My instinct reaction is that it is hard to make it conditionally while it sounds possible that we can make it unconditionally. That said, we don't act as if the this of the awaiter escaped if the coroutine handle escaped in await_suspend but always act if it escaped. But I need more time to investigate the impact (do some benchmarking) or if it is possible to make it conditionally.

Besides that, from the above process, I think the simplest workaround for programmers may be:

• In the case of possibly writing to coroutine handle after leaking the coroutine handle in await_suspend, we can mark the await_suspend as noinline.

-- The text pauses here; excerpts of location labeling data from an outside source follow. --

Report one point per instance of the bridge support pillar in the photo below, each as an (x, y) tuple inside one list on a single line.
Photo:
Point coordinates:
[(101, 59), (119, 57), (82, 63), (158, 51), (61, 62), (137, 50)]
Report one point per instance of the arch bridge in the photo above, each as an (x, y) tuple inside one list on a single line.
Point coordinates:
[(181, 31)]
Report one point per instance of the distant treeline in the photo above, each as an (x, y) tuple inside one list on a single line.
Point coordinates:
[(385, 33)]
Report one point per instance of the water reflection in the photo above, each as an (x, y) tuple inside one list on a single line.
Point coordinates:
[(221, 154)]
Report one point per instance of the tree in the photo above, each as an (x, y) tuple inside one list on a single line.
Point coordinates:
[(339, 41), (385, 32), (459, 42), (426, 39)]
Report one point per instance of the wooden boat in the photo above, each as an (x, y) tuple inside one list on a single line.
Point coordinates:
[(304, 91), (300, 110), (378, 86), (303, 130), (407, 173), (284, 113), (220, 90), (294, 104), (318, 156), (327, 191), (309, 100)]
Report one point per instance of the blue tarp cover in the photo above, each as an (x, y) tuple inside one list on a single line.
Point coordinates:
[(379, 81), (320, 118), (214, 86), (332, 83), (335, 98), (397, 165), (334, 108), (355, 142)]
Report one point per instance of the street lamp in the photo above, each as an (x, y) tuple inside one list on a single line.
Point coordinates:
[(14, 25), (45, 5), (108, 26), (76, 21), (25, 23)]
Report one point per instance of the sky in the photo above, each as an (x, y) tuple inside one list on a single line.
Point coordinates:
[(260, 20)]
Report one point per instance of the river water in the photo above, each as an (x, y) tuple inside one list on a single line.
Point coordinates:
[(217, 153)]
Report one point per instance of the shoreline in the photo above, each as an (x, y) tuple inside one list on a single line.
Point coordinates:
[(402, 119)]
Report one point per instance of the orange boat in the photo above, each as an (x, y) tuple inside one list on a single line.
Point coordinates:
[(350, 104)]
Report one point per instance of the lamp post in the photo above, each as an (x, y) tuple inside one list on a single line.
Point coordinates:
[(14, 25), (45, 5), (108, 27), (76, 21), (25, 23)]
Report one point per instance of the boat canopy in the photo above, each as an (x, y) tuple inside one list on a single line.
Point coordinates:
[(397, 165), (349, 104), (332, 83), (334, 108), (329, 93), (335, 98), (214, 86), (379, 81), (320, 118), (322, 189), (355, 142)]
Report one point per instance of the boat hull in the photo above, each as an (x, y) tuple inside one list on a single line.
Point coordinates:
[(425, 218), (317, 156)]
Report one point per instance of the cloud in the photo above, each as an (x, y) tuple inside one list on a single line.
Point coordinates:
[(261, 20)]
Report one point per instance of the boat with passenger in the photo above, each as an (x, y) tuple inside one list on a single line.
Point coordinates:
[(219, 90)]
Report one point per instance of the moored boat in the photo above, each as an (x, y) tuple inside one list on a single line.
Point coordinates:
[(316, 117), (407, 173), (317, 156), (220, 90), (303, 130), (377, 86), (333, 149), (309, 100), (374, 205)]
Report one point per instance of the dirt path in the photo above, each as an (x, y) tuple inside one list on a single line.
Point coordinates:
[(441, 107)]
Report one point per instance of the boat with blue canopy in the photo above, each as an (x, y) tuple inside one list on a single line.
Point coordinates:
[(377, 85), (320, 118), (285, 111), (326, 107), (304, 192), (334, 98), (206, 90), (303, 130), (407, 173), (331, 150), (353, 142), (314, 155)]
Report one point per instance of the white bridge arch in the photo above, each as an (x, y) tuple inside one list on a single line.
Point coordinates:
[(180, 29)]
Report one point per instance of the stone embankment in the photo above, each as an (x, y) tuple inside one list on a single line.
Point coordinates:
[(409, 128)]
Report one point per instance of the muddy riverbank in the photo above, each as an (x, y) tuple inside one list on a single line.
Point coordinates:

I think the condition may be clear enough.

[tzcnt]

There seems to be some good discussion going on in LLVM Discourse about how this might be fixed, so I will discuss only workarounds here:

I tried many things to prevent this optimization miscompilation, and only found 2 working ways:

• mark await_suspend as __attribute__((noinline))
• mark suspended as volatile

None of these things prevented the sinking of the store to suspended to after the call to Register:

• insert std::atomic_signal_fence(std::memory_order_seq_cst); before awaitable.Register(h)
• insert std::atomic_thread_fence(std::memory_order_seq_cst); before awaitable.Register(h)
• make suspended a std::atomic<bool>
• combination of all 3 of the above

Using volatile seems to generate shorter and better code than noinline, so that's what I'll be going with until a compiler fix arrives. I'm kind of shocked to find a use for this keyword in such a way in 2023!

[ChuanqiXu9]

Sent https://reviews.llvm.org/D157070

[llvmbot]

@llvm/issue-subscribers-clang-codegen

[avikivity]

Please consider backporting to 16.0.x.

[EugeneZelenko]

@avikivity: 17 is only currently maintained branch.

[ChuanqiXu9]

/cherry-pick https://github.com/llvm/llvm-project/commit/c4672454743e942f148a1aff1e809dae73e464f6 /cherry-pick https://github.com/llvm/llvm-project/commit/19ab2664ad3182ffa8fe3a95bb19765e4ae84653

[llvmbot]

Failed to cherry-pick: c4672454743e942f148a1aff1e809dae73e464f6

https://github.com/llvm/llvm-project/actions/runs/5970891644

Please manually backport the fix and push it to your github fork. Once this is done, please add a comment like this:

/branch <user>/<repo>/<branch>

[ChuanqiXu9]

/branch ChuanqiXu9/llvm-project/Resolve56301

[llvmbot]

/pull-request llvm/llvm-project-release-prs#644

[jacobsa]

@ChuanqiXu9 thanks very much for working on this. Your commit does fix my reproducer from this thread, but unfortunately it doesn't fix the real example in my codebase mentioned in this comment. I've filed #65018 with a new, even simpler, reproducer. Could you please take a look if you have some time?